Legacy leans into a Mark Cuban quote in the documentary trailer about the Lakers’ story mirroring another HBO show: Succession. The start of the documentary drums up the drama by sitting each of the Buss children down on set, and Fuqua called Jerry Buss and his vision for the franchise, and his desire to hand off his life’s passion to his children as “the bloodline” of the entire series.
“If the Lakers aren’t doing well, the Buss family is not doing well,” Mann said. “And it’s not a cheap business to run. So being able to document the success of the Lakers up and down, and also the success of the Buss family was really fascinating.”

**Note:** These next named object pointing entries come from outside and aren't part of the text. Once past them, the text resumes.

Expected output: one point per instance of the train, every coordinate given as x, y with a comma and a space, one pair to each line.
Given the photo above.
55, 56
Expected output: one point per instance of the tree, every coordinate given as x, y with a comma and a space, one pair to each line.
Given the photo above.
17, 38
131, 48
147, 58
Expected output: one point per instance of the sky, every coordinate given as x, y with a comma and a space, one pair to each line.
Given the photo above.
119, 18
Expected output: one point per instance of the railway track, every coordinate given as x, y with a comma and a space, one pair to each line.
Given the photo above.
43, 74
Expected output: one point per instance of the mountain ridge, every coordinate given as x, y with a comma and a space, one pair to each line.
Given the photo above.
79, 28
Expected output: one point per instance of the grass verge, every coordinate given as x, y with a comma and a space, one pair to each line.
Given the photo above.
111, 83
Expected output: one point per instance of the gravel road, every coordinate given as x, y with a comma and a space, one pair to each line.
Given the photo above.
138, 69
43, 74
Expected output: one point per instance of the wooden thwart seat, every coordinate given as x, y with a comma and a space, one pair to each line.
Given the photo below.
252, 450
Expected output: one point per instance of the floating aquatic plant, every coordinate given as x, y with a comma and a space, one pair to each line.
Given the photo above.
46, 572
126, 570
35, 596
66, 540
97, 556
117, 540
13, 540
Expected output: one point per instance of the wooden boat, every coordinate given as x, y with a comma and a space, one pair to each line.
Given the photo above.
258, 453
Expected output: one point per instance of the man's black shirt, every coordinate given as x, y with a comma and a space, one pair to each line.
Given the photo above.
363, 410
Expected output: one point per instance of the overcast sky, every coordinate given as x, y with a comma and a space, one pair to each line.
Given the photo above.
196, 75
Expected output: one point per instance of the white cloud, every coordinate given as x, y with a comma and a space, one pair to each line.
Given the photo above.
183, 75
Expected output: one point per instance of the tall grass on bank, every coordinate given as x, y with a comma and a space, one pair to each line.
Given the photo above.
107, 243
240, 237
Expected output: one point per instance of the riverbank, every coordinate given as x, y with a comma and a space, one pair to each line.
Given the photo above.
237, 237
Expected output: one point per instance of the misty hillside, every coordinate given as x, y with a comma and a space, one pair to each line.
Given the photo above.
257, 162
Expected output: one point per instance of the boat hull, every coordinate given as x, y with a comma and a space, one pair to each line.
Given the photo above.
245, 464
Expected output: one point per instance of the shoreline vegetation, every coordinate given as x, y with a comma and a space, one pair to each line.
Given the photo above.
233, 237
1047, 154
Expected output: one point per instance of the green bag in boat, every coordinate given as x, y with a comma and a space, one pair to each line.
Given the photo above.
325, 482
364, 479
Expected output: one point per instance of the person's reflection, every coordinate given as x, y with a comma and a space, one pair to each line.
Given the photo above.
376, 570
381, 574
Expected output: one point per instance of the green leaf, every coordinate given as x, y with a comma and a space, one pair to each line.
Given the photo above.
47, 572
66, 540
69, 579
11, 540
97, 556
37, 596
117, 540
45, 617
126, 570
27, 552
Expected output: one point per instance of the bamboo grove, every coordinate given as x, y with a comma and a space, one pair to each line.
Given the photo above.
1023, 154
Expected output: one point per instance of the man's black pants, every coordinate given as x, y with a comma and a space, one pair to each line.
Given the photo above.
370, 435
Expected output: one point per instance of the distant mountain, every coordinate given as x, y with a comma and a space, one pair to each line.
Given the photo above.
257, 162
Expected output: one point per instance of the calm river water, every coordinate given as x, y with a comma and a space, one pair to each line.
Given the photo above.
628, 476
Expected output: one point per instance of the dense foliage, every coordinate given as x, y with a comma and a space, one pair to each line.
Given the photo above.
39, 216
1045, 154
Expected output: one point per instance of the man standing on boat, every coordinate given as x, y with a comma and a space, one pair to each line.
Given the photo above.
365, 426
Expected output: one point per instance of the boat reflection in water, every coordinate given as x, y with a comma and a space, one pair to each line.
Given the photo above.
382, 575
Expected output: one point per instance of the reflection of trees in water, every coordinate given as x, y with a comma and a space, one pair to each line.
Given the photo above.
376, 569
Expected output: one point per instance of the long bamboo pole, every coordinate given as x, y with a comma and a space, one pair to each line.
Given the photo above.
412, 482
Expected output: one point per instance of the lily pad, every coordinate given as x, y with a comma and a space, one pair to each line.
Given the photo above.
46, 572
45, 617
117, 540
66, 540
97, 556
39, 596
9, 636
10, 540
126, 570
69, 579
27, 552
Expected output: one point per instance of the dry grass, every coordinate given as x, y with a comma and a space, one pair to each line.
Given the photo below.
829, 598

Particularly for the players of the Showtime era covered in Winning Time, there is a renewed fervor for telling their story in their own voices. Norm Nixon was in the unusual position of being depicted on screen by his own son, DeVaughn Nixon, on HBO – and he has some notes. While partying at the Forum Club was definitely a part of the NBA scene in the ’80s, Nixon claims that the Lakers’ team bus of his era was likely to be silent, because players like himself and Abdul-Jabbar had their noses in books. Added Robert Horry (who obviously played in a later era), with a laugh: “Phil (Jackson) would give us books to read.”
While players don’t deny that partying is a part of being a Laker, they also underline their sacrifices – long hours in the gym, discipline before big games, being away from their families – as being what actually led to the winning that defined the dynasty. James Worthy said he has been moved by strangers who approach him with tales of how the Showtime Lakers made their family bond, or inspired them.
“Living in Hollywood, I understand satire. I get it,” Worthy said. “But I think when something is so critical and needs to be told properly. … I think if you push back on the nonsense and get to the real stuff, that was a decade that changed people’s lives.”
The last episode of Legacy will wrap with the team’s 2020 championship led by James, but naturally the franchise’s recent stumbles may make the documentary feel like dwelling on glory days. No one is more keenly aware of how short the team fell of its annual championship goals than Buss, who has said she was sorely disappointed by the 2021-22 season.
But even though the Lakers’ near future is murky, and there were parts of the series that were particularly painful for Buss to look back on, she derives optimism from the franchise’s story – even the ugliest and saddest moments. And perhaps that nostalgia is a kind of fuel for the team’s governor as she tries to steer them back on top.
“To now look at that and think about what we overcame, and we’re still here, and the resiliency that sports gives us – the idea that there’s gonna be a next season,” Buss said. “We’re gonna get back together again, even after a loss of a season and not making the playoffs, there’s gonna be another season. And I think that’s what’s so beautiful about sports: There’s gonna be another season to tell, another opportunity to celebrate and hopefully get number 18.”
Legacy: The True Story of the LA Lakers will be released Aug. 15 on Hulu.